Parece que os gregos chamavam «bárbaros» aos pobres coitados que não sabiam grego. E, claro, andavam convencidos que os tais bárbaros eram gente estranha e um pouco tola. É fácil de explicar: se falavam outra língua, não deviam perceber grande coisa do mundo — pois se o mundo é tão claro em grego!
Ora, a verdade é que essa ilusão do barbarismo dos outros persiste mesmo numa época como a nossa, em que muitos já aprenderam outras línguas. É uma ilusão mais vaga, claro está: mas nota-se quando dizemos, por exemplo, que esta ou aquela palavra não tem tradução ou que há um ou outro sentimento que é exclusivo dos portugueses. Sim, estou a falar do mito da saudade, de que já aqui falei — um mito que ainda ontem um amigo facebookiano (António Chagas Dias) chamou de «ilusão de Babel». Sim, para muitas pessoas, as línguas diferentes separam-nos de forma irremediável.
Esta ilusão vai beber a uma constatação: o mundo é tão claro e directo na nossa língua e tão difícil de descrever na língua dos outros… Logo, concluímos nós sem pensar muito no caso, as outras línguas não conseguem transmitir o nosso mundo, o mundo visto pelos olhos dos Portugueses. Daí prosseguimos, felizes: há uma forma muito própria de ver e sentir o mundo que está inscrita da nossa língua. Com uma pirueta desaconselhada a cardíacos, concluímos: há sentimentos que são apenas e só dos Portugueses! Ah, valentes!
Isto, lamento dizer-vos, é uma ilusão. Uma ilusão subtil, mas uma ilusão — e acreditem que encontramos este mito nas mentes mais inteligentes e nos escritos mais profundos. Pois quantos tratados não se fizerem à volta duma palavra como «saudade»?
Vamos pôr ordem nas nossas ideias: sim, em certas frases muito raras, a palavra «saudade» é difícil de traduzir. Mas não é impossível: os tradutores pegam na frase em que a palavra aparece e traduzem a frase. Têm de escolher a melhor forma — e escolhem. Não é muito diferente do que acontece em tantos outros casos de palavras que não têm uma correspondência directa na outra língua. E a verdade é que até encontramos algumas correspondências bastante directas (como «dor», em romeno).
Como há muito tempo disse por aqui, ainda está para vir o dia em que um livro traduzido aparece com um espaço em branco e uma nota do tradutor a dizer «esta palavra não tem tradução e o caro leitor nunca irá compreendê-la pois não é português».
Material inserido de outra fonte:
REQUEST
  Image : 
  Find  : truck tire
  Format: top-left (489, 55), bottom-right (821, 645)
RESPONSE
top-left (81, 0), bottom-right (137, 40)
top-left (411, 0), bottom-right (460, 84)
Isto porque qualquer que seja o sentimento que a palavra está a expressar naquela frase, não será certamente exclusivo deste canto à beira-mar. Não, os estrangeiros não têm um qualquer bloqueio físico a impedi-los de sentir esse sentimento tão humano que é a saudade.
Vá, temos de admitir: não existem sentimentos exclusivamente portugueses. O que existe, isso sim, são atalhos um pouco mais curtos para chegar ao mesmo sítio. Ou como quem diz, palavras que mais directamente nos ligam a esta ou àquela emoção.
Porque os outros não são bárbaros. Apenas falam uma língua diferente.